Richard Francis Burton - Scandals

Scandals

Burton's writings are unusually open and frank about his interest in sex and sexuality. His travel writing is often full of details about the sexual lives of the inhabitants of areas he traveled through. Burton's interest in sexuality led him to make measurements of the lengths of the sexual organs of male inhabitants of various regions which he includes in his travel books. He also describes sexual techniques common in the regions he visited, often hinting that he had participated, hence breaking both sexual and racial taboos of his day. Many people at the time considered the Kama Shastra Society and the books it published scandalous.

Biographers disagree on whether or not Burton ever experienced homosexual sex (he never directly acknowledges it in his writing). Allegations began in his army days when General Sir Charles James Napier requested that Burton go undercover to investigate a male brothel reputed to be frequented by British soldiers. It has been suggested that Burton's detailed report on the workings of the brothel may have led some to believe he had been a customer. There is no documentary evidence that such a report was written or submitted, nor that Sir Charles ordered such research by Burton, and it has been argued that this is one of Burton's embellishments.

Burton was believed to have murdered the boy who caught him urinating in European fashion on the trip to Mecca (i.e. standing up instead of sitting down). Burton denied this, pointing out that killing the boy would almost certainly have led to his being discovered as an impostor. Burton became so tired of denying this accusation that he took to baiting his accusers.

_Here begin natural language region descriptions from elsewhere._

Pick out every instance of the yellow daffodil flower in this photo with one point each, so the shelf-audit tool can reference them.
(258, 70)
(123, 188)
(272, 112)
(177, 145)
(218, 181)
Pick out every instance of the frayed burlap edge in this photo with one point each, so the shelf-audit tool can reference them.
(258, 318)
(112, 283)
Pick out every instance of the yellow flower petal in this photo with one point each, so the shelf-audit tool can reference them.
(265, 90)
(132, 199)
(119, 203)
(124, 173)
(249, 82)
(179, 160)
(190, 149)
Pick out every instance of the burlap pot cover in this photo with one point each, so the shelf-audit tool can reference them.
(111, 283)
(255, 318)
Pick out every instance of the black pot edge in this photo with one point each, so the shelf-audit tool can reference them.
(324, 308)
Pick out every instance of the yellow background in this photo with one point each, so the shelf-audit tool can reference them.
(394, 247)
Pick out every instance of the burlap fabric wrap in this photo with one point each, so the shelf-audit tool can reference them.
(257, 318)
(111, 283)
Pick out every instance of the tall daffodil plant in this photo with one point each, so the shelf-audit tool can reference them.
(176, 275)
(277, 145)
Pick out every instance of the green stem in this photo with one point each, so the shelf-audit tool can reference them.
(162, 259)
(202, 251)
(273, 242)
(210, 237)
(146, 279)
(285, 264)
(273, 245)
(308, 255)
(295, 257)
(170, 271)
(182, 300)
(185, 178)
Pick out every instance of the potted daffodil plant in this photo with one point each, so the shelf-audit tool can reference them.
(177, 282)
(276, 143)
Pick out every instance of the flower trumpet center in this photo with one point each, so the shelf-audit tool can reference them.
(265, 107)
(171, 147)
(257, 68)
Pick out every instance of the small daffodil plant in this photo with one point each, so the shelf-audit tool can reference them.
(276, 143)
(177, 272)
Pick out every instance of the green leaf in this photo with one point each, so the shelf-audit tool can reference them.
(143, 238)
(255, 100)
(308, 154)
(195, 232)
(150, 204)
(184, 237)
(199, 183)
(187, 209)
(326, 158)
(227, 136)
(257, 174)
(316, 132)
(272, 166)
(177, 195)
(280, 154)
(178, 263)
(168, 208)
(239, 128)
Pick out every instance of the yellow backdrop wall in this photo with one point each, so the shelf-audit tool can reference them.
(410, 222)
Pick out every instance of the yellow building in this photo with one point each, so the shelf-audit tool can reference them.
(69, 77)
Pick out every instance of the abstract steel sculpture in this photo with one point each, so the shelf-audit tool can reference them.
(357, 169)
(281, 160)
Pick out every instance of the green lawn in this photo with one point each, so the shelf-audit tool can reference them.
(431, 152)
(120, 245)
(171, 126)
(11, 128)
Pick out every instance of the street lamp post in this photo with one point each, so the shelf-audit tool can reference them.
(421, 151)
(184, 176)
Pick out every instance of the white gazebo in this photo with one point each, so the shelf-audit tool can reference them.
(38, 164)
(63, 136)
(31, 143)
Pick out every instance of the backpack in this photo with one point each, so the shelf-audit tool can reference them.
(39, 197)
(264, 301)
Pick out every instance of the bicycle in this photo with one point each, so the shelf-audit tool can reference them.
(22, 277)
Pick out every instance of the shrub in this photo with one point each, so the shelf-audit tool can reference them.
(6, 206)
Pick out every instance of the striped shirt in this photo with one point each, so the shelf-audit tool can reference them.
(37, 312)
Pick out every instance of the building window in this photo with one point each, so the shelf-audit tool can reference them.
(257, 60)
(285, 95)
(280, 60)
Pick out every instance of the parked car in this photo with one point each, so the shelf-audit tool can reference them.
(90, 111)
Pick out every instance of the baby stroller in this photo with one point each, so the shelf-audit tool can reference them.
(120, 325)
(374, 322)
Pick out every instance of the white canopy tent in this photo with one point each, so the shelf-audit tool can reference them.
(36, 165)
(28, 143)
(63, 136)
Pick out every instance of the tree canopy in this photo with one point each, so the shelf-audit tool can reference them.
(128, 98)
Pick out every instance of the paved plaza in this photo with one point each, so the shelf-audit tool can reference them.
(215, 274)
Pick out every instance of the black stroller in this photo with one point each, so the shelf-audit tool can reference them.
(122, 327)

A doctor once asked him, "How do you feel when you have killed a man?" Burton retorted, "Quite jolly, what about you?" When asked by a priest about the same incident Burton is said to have replied "Sir, I'm proud to say I have committed every sin in the Decalogue."

These allegations coupled with Burton's often-irascible nature were said to have harmed his career and may explain why he was not promoted further, either in army life or in the diplomatic service. As an obituary described: "... he was ill fitted to run in official harness, and he had a Byronic love of shocking people, of telling tales against himself that had no foundation in fact." Ouida reported that "Men at the FO ... used to hint dark horrors about Burton, and certainly justly or unjustly he was disliked, feared and suspected ... not for what he had done, but for what he was believed capable of doing". Whatever the truth of the many allegations made against him, Burton's interests and outspoken nature ensured that he was always a controversial character in his lifetime.